I'm trying to pause a little bit more now. To be thankful. To appreciate my life and the world around me. Nothing is perfect and my life is certainly far from it, but I'm trying to sort out this jumbled mass of crazy that is my existence on this planet. Sometimes that means standing in the parking lot at work for a few minutes to let the spring breeze wash over me and listen to the early morning birds calling back and forth. Other times it's reminding myself that my arthritic feet and back may ache a bit, but I was able to get up and walk on my own and didn't have to give it a 2nd thought. My eyes can see, my ears can hear. My car cranked this morning and I had a job to go to that pays the bills and doesn't make me miserable.

Scents are big with me I have discovered and they remind me of people and places, of (mostly) good times. I have some perfume that I use often that I bought while in Charleston visiting my friend Elizabeth last year, so when I wear it it reminds me of getting to visit with her. I brew up some caramel apple spiced tea now and then, which takes me back to vacation in Virginia last August when my friend Cindy and I walked into a shop that smelled very much like that tea. There's a lotion I like, scented with aloe, that I must have taken with me when I traveled to Australia in the 90s because one whiff takes me right back to that time and those experiences in a place I had always dreamed of visiting. I'm so appreciative of the good memories that I can keep carrying with me.

I'm not the most social person (again, those who know me well are laughing and scratching their heads over that, but it's true! I'm an introvert by nature.) so I'm trying to be more so when I can be. My volunteer work requires that I speak to the public, so that's a good push. I have always loved and been connected to community theater, both on and off the stage, and I found a theater in town to volunteer with (after only 3 years of living here, haha) and hopefully I'll get to work with them more in the future as well. It's hard for me to talk to new people, but I'm trying.

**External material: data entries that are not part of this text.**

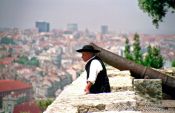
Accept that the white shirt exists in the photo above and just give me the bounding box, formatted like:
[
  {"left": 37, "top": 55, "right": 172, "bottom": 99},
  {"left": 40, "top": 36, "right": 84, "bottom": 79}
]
[{"left": 86, "top": 57, "right": 103, "bottom": 84}]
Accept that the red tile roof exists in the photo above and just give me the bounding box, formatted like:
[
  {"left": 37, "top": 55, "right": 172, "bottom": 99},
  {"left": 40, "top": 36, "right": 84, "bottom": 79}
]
[
  {"left": 0, "top": 57, "right": 14, "bottom": 65},
  {"left": 0, "top": 80, "right": 32, "bottom": 92},
  {"left": 13, "top": 102, "right": 42, "bottom": 113}
]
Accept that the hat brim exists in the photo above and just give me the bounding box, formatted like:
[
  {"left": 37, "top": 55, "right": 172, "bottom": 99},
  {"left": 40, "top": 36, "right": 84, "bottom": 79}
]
[{"left": 76, "top": 49, "right": 100, "bottom": 53}]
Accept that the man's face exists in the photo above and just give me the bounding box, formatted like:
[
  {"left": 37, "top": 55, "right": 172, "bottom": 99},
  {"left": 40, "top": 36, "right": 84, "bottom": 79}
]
[{"left": 82, "top": 52, "right": 92, "bottom": 62}]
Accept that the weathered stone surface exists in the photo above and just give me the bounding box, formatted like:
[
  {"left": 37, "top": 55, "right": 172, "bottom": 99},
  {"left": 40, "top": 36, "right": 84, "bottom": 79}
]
[{"left": 133, "top": 79, "right": 162, "bottom": 103}]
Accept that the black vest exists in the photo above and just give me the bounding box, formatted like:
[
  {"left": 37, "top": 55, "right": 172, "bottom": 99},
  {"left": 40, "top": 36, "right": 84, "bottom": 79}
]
[{"left": 85, "top": 56, "right": 111, "bottom": 93}]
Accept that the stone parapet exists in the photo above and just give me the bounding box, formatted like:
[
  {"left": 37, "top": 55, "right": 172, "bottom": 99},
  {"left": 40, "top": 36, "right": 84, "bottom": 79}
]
[{"left": 44, "top": 68, "right": 175, "bottom": 113}]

I've struggled my entire life with my weight and put myself into a research study this year that forced me to count calories and deal with the reality of the situation and so far I've lost about 15 pounds. I had given up hope that I'd be able to ever accomplish that, but now it's becoming part of who I am. I watch serving sizes, count calories, try to get more exercise and enough sleep, and I am seeing progress. I notice when I walk down the hall at work that I feel lighter - whether it's a spring in my step (I can be annoyingly perky some days) or the fact that my joints truly are carrying a lighter weight, I don't know, but whatever it is, it makes me happy. And I deserve to be happy. We all do. I'm not always sure how to make that happen, but I'm trying.